- Born: 1670
- Died: 1738 (aged 67–68)
- Commands: 4th Lithuanian Vanguard Regiment
- Spouse: Marianna née Achmatowicz
- Children: Stefan ; Józef;

= Aleksander Ułan =

Aleksander Ułan (1670–1738) was a Lithuanian Tatar officer, who served as part of the Royal Saxon Army. It has been suggested that the name Uhlan derives from his surname.

== Early life ==
He was from Ašmena district.

== Military career ==
During the Polish Civil War, Aleksander Ułan sided with King Augustus II the Strong. As a reward for his loyalty, Ułan was given the Koszoły village in 1711. In 1713, rotmistrz Ułan was promoted to colonel and given command of a Lithuanian Tatar regiment. In 1715-1716, he and his regiment fought on King Augustus II's side against the Tarnogród confederates.

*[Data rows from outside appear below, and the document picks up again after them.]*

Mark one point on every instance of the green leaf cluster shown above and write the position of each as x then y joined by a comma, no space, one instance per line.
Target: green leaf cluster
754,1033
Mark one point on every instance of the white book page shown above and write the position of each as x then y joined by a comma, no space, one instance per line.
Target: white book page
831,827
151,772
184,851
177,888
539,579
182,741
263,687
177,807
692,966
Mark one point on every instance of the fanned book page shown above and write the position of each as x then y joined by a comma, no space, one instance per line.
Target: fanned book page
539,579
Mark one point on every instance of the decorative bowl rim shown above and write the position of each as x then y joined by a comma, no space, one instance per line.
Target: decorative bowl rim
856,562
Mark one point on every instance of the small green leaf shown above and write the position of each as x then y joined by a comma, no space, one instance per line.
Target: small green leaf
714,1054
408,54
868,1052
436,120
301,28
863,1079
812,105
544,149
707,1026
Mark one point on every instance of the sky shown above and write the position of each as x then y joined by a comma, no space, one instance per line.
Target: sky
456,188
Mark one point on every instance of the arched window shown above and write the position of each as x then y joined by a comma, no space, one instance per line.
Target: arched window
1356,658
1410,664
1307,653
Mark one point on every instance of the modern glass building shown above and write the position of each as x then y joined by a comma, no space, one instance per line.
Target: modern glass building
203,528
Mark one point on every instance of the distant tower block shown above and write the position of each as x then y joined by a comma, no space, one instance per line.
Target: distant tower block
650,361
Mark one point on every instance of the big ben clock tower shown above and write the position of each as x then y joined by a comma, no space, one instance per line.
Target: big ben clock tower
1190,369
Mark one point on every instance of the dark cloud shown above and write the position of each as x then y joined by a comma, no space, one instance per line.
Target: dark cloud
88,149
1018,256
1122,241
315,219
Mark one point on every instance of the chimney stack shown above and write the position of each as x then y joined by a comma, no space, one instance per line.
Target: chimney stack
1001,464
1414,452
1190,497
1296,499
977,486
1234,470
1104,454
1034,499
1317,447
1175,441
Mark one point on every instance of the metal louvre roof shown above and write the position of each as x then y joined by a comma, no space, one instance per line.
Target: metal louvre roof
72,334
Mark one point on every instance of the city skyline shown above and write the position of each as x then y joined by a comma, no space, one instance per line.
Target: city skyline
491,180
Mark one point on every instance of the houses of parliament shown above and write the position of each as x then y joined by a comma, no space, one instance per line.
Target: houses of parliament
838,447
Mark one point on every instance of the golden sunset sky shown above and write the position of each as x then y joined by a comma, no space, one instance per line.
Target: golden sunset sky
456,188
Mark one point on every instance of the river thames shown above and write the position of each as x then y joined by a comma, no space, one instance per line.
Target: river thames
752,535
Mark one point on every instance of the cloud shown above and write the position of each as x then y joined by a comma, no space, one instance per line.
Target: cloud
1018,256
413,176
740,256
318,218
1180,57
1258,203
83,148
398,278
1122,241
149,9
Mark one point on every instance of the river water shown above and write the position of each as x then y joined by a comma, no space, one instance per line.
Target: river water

=== Service in Saxon army ===
In 1717 the regiment was transferred to Saxon pay. The regiment's nominal commander was General Joachim Friedrich von Flemming. According to Stanisław Dziadulewicz, Ułan's regiment was called "Court's Tatar Regiment" (pułku tatarskiego nadwornego). The regiment was composed of eight banners, totaling around 400 soldiers.

In 1734, Aleksander Ułan commanded the 4th Lithuanian Vanguard Regiment.